The rear axle doesn't survive a under 60 km/h collision. Also it failed the rolling test at all speeds exceeding 16 mph.
Right but the purpose of a crash test is to evaluate the safety of the passenger compartment and to a lesser extent the passenger compartment of the car it hits. The rest of the car is 100% expendable. And it's not like the gas tank is going to explode.
What failed on the roll test? What they showed in the video was that the car didn’t roll, which is very hard for an EV to do given how low the center of gravity. The rear wheels breaking free doesn’t necessarily mean it failed the test. As Paul mentioned, what’s important is the passengers. The Insurance companies won’t like it, of course, but the US’s highway safety admin likely wouldn’t care.
I am not a truck guy and frankly don't care for the looks of the Cyber Truck. Don't know if it's gonna succeed or fail. Not even sure if they expect big volume sales or for it just to be a niche product. But the fact that it has drive by wire (and I think the first car to have it) is actually interesting and a cool feature if it works as designed and is reliable. I wouldn't have it in a sports car, but for a big car like a truck, it's definitely interesting.

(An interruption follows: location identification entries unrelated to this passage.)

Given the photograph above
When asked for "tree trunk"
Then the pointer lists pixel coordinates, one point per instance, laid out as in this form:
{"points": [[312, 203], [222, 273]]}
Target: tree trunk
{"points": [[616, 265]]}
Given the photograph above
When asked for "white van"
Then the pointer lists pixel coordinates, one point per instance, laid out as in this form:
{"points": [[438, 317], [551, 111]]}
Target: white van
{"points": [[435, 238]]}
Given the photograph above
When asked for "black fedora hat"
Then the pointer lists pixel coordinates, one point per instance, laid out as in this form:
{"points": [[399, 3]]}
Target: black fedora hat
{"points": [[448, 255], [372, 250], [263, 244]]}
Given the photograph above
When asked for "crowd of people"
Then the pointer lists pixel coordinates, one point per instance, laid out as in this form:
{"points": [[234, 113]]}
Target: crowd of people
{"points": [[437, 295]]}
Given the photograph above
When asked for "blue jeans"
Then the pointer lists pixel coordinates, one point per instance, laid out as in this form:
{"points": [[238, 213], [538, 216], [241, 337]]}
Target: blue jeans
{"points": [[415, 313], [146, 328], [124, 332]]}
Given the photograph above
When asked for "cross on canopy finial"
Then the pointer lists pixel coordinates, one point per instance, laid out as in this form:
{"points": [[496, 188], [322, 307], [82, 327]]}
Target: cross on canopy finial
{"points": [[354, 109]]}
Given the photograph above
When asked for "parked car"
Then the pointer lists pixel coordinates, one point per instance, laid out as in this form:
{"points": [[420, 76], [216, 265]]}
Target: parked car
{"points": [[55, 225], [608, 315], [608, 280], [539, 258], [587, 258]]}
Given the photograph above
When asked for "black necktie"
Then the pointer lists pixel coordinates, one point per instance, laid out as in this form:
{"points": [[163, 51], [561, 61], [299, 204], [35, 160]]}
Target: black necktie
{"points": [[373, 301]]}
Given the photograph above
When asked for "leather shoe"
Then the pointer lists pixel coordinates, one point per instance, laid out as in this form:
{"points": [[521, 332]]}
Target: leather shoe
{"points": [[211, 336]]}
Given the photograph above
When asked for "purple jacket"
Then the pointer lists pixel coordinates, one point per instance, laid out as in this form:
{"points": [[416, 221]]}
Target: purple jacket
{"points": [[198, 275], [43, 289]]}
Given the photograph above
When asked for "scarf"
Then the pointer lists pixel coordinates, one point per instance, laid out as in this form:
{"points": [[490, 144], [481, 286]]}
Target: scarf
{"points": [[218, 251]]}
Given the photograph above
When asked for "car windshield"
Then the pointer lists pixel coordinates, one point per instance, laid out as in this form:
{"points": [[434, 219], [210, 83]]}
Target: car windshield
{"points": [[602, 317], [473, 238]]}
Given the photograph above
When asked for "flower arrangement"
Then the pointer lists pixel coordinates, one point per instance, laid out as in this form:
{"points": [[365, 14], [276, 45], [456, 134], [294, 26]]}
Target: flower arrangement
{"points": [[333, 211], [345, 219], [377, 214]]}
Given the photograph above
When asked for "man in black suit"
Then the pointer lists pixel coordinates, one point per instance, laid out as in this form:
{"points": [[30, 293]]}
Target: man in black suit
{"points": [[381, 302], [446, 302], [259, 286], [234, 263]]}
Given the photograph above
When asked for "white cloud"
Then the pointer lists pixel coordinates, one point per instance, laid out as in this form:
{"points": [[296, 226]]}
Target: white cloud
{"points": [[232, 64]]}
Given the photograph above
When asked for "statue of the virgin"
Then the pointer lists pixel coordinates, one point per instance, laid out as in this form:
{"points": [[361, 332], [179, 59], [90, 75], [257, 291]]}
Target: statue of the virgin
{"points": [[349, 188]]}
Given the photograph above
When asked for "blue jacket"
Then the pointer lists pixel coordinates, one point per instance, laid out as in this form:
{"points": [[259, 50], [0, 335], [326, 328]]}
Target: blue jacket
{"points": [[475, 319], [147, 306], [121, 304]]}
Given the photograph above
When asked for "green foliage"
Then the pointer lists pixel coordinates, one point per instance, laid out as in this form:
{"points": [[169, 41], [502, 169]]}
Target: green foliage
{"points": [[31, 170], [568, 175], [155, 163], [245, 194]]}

I was looking for roll tests for other popular trucks - the top selling vehicles in the US are the Ford F-series, the Chevy Silverado and the Dodge Ram, all pickups (link - the Toyota Rav-4 is 4th and the Tesla Model Y is 5th). Those things look pretty tippy to me - I saw a pickup truck making a left turn yesterday and it had a noticeable tilt. I don't think they would do well on the roll test at all, which is a thing that the Model S excelled at. Maybe the Cybertruck undid all of those safety advantages that were built in to the Model S (and presumably the Models 3 and Y) but with that big battery pack lower than the center of gravity of those pickup trucks, it should do better than the standard American pickup truck. Anyways, I was looking for video of roll tests like that for other trucks, and couldn't find them. It sounds like that test isn't mandatory. Tesla does it because they do pretty well at it in comparison to other vehicles. I bet a Ford F-150 rolls over at a lot less than 16 MPH.
"It feels weird that it doesn't have square wheels" Oh my god in person this thing looks even fucking stupider pic.twitter.com/GX0WP1Ilwd— NotTheFakeAaronOppenheim (@gib_gab) December 3, 2023
I just realized what it reminds me of - the armored vehicle Sigourney Weaver drove in Aliens when the aliens were first attacking the marines.